I remember the first time I made this stovetop mac and cheese: it came together in under 20 minutes, and everyone at the table asked for seconds. This recipe is the kind of comfort food that’s fast, reliable, and cheesy — perfect for busy weeknights, picky eaters, or when you need a no-fuss side. If you’re looking for a creamy, sharp cheddar-forward stovetop version that skips the oven, this is it. For ideas on easy entertaining to pair with it, I sometimes set out a simple charcuterie board while the pasta cooks.
Why You’ll Love This Dish
This stovetop mac and cheese is quick, economical, and deeply satisfying. There’s no roux to fuss with and no baking time — just cooked pasta, warmed milk, and shredded cheddar melted directly into the pot until silky. It’s ideal for weeknight dinners, school lunches, or a last-minute dinner party side.
“Comfort in a saucepan — cheesy, simple, and reliably kid-approved. I made it on a rainy evening and it hit every time.” — a home cook
This recipe is also easy to scale and customize, so it fits everything from solo meals to family-size portions. If you want a brunch or late-night comfort plate, it pairs well with heavier mains or simple sides like roasted veggies.

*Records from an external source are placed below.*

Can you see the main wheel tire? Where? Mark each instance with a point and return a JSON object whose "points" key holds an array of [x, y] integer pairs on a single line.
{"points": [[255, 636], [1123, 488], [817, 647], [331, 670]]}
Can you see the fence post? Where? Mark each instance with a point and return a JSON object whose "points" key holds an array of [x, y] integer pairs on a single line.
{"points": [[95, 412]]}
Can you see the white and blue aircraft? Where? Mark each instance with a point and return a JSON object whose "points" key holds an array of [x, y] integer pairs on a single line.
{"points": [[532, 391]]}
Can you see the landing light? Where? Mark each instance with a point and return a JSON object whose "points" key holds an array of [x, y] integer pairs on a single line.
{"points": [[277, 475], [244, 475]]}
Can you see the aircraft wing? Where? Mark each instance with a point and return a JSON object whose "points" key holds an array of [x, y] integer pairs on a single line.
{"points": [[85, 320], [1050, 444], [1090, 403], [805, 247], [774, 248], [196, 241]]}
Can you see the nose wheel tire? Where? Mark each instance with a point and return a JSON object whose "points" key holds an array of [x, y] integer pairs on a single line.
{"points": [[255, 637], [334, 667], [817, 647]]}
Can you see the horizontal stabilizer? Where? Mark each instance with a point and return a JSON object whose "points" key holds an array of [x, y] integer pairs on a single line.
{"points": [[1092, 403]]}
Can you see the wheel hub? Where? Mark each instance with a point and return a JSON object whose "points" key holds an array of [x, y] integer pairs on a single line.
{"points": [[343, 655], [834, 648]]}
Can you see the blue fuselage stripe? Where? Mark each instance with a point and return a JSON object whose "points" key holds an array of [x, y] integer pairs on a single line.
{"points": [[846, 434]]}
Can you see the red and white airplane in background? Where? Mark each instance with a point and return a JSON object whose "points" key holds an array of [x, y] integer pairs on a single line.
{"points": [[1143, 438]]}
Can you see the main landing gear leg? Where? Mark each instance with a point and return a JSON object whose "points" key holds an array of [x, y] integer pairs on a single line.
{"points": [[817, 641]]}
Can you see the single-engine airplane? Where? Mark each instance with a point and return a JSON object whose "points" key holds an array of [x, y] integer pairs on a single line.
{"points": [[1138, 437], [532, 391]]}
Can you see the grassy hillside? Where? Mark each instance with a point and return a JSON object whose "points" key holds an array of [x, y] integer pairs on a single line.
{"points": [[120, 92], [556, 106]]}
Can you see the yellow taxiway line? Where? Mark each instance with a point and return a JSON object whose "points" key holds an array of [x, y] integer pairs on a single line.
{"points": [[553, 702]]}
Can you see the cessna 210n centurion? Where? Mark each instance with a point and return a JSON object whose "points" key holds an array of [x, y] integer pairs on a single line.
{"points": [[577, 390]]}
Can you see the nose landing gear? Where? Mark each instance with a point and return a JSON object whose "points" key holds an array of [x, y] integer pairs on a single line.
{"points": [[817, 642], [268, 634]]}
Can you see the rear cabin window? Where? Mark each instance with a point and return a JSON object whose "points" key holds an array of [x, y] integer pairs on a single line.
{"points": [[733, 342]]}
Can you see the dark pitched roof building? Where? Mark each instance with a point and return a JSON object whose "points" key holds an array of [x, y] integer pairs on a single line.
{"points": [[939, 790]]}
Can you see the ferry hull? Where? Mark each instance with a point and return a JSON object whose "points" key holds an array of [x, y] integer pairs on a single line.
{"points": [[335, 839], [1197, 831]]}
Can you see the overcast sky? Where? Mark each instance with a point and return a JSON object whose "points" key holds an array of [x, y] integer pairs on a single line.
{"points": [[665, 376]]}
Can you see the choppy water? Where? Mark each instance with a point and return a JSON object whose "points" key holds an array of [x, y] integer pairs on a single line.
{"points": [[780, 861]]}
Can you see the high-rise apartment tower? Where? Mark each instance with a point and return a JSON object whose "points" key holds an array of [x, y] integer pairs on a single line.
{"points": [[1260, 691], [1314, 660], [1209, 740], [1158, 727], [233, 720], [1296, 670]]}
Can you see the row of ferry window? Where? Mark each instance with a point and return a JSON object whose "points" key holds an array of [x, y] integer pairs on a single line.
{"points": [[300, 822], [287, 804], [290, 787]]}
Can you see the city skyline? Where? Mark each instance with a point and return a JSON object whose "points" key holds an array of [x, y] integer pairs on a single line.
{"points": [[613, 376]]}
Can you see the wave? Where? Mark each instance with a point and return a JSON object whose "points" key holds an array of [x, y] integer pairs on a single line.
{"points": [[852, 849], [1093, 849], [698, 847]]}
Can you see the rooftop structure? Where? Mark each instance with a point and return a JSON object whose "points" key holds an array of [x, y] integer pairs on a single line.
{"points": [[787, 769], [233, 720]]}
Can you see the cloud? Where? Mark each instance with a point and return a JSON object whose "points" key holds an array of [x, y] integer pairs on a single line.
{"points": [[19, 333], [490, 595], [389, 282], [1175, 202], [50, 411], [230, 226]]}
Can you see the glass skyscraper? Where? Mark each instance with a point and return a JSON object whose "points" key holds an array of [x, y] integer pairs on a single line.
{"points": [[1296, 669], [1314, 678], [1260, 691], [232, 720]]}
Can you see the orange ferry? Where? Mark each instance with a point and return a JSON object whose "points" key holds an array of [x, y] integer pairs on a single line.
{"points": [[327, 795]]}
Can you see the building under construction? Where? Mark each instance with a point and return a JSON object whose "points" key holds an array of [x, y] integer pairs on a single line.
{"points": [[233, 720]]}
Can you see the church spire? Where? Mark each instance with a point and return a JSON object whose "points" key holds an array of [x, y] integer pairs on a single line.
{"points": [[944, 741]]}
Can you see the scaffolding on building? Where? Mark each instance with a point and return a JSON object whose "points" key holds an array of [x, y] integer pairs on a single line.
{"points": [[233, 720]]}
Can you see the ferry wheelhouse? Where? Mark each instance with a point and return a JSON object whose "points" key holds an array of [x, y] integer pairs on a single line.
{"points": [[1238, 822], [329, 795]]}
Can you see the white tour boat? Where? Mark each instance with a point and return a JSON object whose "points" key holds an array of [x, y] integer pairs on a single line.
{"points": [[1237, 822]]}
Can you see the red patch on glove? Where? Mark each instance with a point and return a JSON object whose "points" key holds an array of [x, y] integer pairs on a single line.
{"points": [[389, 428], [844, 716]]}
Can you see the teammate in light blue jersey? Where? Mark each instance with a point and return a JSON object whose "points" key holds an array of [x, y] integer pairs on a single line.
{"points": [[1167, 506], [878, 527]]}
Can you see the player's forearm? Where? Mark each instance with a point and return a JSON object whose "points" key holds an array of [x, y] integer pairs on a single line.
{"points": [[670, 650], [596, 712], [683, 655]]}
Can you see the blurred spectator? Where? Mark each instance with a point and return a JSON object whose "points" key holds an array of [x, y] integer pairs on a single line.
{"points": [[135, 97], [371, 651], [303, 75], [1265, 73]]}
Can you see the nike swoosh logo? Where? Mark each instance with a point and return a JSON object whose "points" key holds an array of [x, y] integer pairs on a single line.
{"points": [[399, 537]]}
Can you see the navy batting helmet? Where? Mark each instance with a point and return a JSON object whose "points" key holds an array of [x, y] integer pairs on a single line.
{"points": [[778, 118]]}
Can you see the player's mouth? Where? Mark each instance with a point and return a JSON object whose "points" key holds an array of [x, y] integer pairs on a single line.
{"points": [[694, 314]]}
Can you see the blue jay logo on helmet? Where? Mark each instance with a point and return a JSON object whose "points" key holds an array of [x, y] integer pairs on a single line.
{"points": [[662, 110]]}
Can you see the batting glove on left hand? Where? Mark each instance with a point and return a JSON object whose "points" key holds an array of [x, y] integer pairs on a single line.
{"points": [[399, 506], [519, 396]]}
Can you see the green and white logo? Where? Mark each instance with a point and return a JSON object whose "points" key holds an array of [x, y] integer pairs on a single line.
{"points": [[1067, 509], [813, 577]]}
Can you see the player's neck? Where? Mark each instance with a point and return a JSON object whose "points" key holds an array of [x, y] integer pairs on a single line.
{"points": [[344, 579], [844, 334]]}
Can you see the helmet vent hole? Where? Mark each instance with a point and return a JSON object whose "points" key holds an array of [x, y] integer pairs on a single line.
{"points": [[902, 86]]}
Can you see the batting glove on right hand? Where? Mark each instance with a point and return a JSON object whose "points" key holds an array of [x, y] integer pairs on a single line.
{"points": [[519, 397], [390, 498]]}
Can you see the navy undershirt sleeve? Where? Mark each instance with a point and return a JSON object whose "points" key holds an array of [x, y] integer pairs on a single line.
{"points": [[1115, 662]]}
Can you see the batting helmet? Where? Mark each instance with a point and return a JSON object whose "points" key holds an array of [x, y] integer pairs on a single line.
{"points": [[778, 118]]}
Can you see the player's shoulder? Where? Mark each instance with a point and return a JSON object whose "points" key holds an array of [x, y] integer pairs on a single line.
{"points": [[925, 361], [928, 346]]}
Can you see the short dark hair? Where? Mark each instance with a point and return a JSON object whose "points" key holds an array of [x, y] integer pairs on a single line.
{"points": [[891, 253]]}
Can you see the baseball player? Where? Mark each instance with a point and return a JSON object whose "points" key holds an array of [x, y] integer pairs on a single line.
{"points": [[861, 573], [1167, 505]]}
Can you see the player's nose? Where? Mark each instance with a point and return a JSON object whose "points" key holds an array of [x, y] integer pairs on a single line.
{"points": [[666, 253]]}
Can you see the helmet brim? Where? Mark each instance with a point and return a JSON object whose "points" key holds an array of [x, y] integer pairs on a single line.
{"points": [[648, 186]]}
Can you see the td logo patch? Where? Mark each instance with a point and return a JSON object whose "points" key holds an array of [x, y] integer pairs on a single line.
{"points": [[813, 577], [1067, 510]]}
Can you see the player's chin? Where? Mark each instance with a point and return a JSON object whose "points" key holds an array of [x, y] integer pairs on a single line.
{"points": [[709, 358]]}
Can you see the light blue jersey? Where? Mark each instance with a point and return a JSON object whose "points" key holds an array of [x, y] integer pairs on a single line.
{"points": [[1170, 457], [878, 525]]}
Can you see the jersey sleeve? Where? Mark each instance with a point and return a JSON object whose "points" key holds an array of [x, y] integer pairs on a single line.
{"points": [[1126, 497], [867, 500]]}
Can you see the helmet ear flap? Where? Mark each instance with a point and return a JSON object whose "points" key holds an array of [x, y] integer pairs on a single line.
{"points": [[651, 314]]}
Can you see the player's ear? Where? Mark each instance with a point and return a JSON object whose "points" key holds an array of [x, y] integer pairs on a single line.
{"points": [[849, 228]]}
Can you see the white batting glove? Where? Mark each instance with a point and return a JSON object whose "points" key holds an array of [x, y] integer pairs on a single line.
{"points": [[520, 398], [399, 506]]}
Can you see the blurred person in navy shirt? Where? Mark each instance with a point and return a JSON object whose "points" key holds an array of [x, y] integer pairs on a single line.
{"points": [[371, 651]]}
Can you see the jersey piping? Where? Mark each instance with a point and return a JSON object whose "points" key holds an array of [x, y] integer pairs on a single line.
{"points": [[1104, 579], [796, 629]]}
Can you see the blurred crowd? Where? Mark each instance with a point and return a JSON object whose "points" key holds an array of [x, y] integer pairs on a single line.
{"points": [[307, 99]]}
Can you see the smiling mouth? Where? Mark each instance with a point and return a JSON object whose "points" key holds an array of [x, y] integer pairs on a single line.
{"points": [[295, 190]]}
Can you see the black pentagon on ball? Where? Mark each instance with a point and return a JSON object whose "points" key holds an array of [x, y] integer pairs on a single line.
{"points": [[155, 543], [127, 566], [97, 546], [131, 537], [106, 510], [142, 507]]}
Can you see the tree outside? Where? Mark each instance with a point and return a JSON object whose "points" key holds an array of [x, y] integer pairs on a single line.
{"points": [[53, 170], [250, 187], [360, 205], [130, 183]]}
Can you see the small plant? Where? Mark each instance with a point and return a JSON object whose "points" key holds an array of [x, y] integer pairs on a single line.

How This Recipe Comes Together
Start by boiling the macaroni until al dente and draining it well. Melt butter in the empty pot and warm the milk with the seasonings just until tiny bubbles form — don’t let it boil. Return the drained pasta to the pot, then reduce heat and add shredded sharp cheddar a little at a time, stirring until a smooth, glossy sauce forms. Finish by tasting and adjusting salt and pepper, then serve immediately for the creamiest texture.
What You’ll Need
8 ounces macaroni, 2 cups shredded sharp cheddar cheese, 1/2 cup milk, 2 tablespoons butter, 1/2 teaspoon salt, 1/4 teaspoon black pepper, 1/4 teaspoon garlic powder, 1/4 teaspoon onion powder
Ingredient notes:
- Use sharp cheddar for bright flavor; mild will be creamier but less tangy.
- Shred block cheese yourself for smoother melting — pre-shredded often contains anti-caking agents that can make the sauce grainy. A box grater or food processor works fine.
- Whole milk gives richer results; 2% works in a pinch.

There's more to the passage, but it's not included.